Near the beginning of the Summa Theologica, Aquinas affirms the absolute transcendence of God. Man’s finite and imperfect thought cannot grasp God; his language cannot describe God.

Now we cannot know what God is, but only what he is not; we must therefore consider the ways in which God does not exist, rather than the ways in which he does. (S.T. 1.3)

God is not like anything in creation; the creation, however, is like God.

Any creature in so far as it possesses any perfection represents God and is like him, for he, being simply and universally perfect, has pre-existing in him the perfections of all his creatures . . . what we call goodness in creatures pre-exists in God in a higher way. Thus God is not good because he causes goodness, but rather goodness flows from him because he is good. (S.T. 1.13.2).

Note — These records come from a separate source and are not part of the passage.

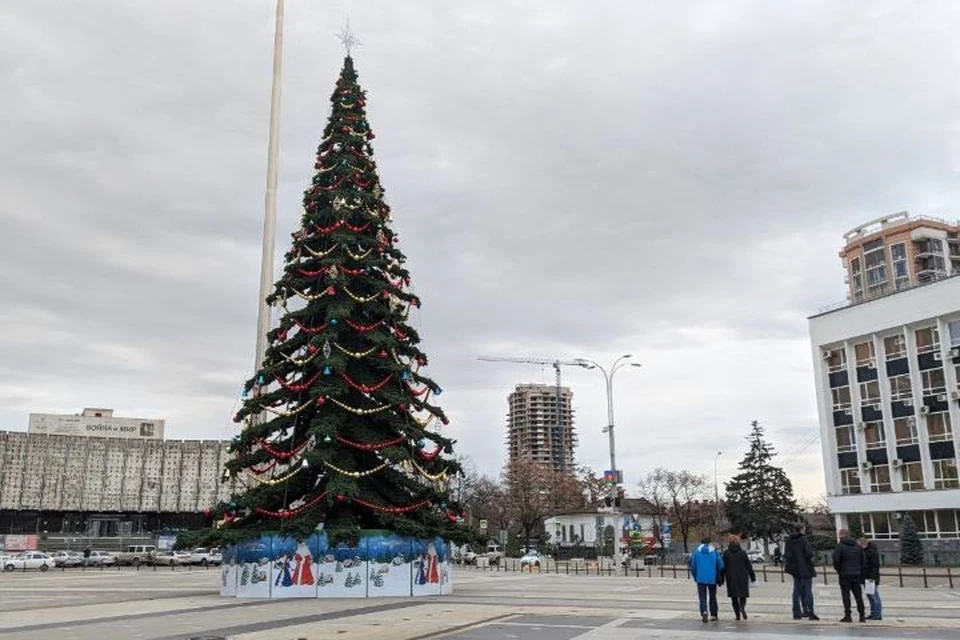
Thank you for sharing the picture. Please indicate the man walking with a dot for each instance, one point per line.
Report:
(871, 577)
(798, 562)
(705, 567)
(848, 560)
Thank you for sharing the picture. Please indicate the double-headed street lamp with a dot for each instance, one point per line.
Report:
(618, 364)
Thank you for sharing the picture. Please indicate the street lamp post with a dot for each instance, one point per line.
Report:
(716, 489)
(618, 364)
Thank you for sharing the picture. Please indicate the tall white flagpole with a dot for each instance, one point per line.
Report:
(264, 319)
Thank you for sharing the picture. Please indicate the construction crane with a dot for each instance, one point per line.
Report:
(558, 439)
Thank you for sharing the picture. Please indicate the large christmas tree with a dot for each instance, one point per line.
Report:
(338, 425)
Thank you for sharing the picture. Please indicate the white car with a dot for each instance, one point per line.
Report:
(756, 557)
(204, 556)
(532, 559)
(29, 560)
(101, 559)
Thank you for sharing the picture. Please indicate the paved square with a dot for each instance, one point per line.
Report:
(183, 604)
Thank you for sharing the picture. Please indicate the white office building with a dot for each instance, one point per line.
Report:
(888, 393)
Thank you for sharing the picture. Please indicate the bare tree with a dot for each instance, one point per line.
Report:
(653, 488)
(685, 490)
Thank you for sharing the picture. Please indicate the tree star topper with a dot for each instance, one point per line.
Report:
(347, 38)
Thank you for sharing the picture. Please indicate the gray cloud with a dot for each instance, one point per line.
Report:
(670, 180)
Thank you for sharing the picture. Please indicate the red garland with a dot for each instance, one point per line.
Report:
(294, 512)
(277, 453)
(364, 328)
(417, 392)
(336, 185)
(313, 331)
(377, 507)
(370, 447)
(363, 388)
(330, 229)
(357, 229)
(429, 457)
(297, 388)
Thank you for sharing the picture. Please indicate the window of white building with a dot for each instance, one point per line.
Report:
(849, 481)
(945, 474)
(928, 339)
(905, 431)
(911, 476)
(900, 387)
(938, 427)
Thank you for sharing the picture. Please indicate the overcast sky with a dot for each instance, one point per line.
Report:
(569, 179)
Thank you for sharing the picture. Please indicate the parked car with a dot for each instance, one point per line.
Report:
(29, 560)
(494, 553)
(68, 558)
(136, 554)
(101, 559)
(533, 559)
(204, 556)
(170, 558)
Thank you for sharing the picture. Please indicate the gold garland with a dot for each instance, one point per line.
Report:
(434, 478)
(355, 354)
(359, 256)
(287, 414)
(357, 298)
(359, 412)
(321, 254)
(355, 474)
(275, 481)
(307, 297)
(423, 424)
(301, 362)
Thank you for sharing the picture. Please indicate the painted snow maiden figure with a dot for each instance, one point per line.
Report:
(737, 575)
(303, 572)
(705, 568)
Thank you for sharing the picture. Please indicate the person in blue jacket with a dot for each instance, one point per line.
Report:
(706, 566)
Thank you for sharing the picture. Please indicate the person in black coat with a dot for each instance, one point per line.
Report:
(848, 561)
(798, 563)
(871, 572)
(737, 574)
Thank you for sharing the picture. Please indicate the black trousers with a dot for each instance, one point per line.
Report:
(739, 605)
(851, 584)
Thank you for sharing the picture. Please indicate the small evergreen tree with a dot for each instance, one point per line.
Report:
(911, 549)
(760, 501)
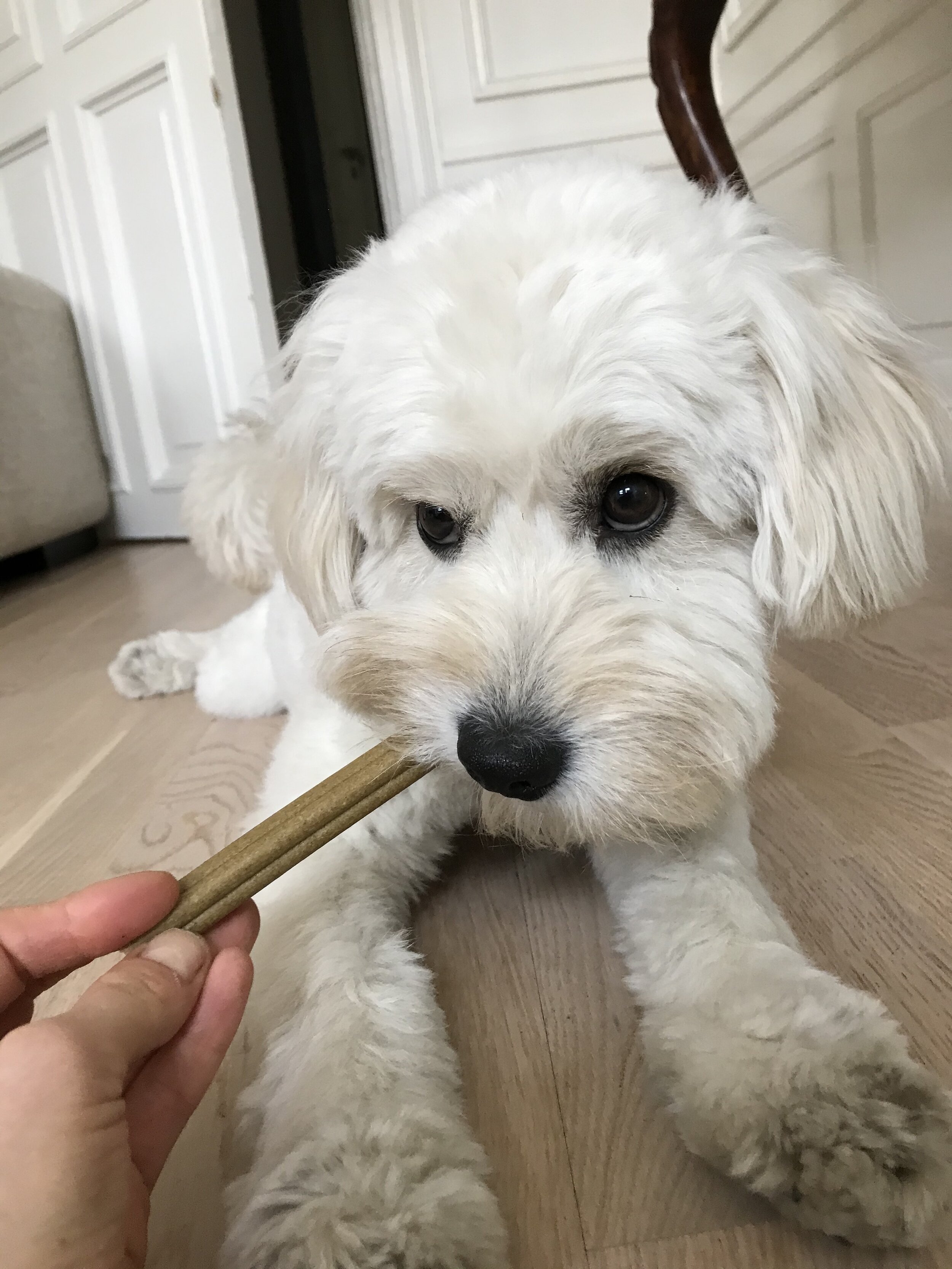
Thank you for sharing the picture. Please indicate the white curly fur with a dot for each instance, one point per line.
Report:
(512, 348)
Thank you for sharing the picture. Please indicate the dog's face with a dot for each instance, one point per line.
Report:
(555, 462)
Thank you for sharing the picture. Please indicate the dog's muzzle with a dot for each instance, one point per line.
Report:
(516, 758)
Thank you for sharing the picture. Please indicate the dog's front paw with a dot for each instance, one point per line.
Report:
(370, 1204)
(154, 667)
(856, 1141)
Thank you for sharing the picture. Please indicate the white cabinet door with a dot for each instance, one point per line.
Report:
(457, 88)
(118, 188)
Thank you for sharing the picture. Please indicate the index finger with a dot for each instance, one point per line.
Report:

We cannot infer God’s goodness by contemplating good things and extrapolating from them. Rather, things are good to the extent that they “participate” God’s nature, which is perfect goodness. God isn’t just the cause of goodness in things; he is its continual source. It’s not even adequate to say that goodness in the world is an imperfect version of God’s goodness. To say something is “good” is to use an analogy. For Aquinas, language describes not things as they objectively are but as they exist in human knowledge, which is only analogical to God’s truth. God’s goodness doesn’t just exceed finite goodness: it is qualitatively different, totally other. Things are good by analogy to God’s goodness; or, to use Aquinas’s language, good things “participate” God’s goodness.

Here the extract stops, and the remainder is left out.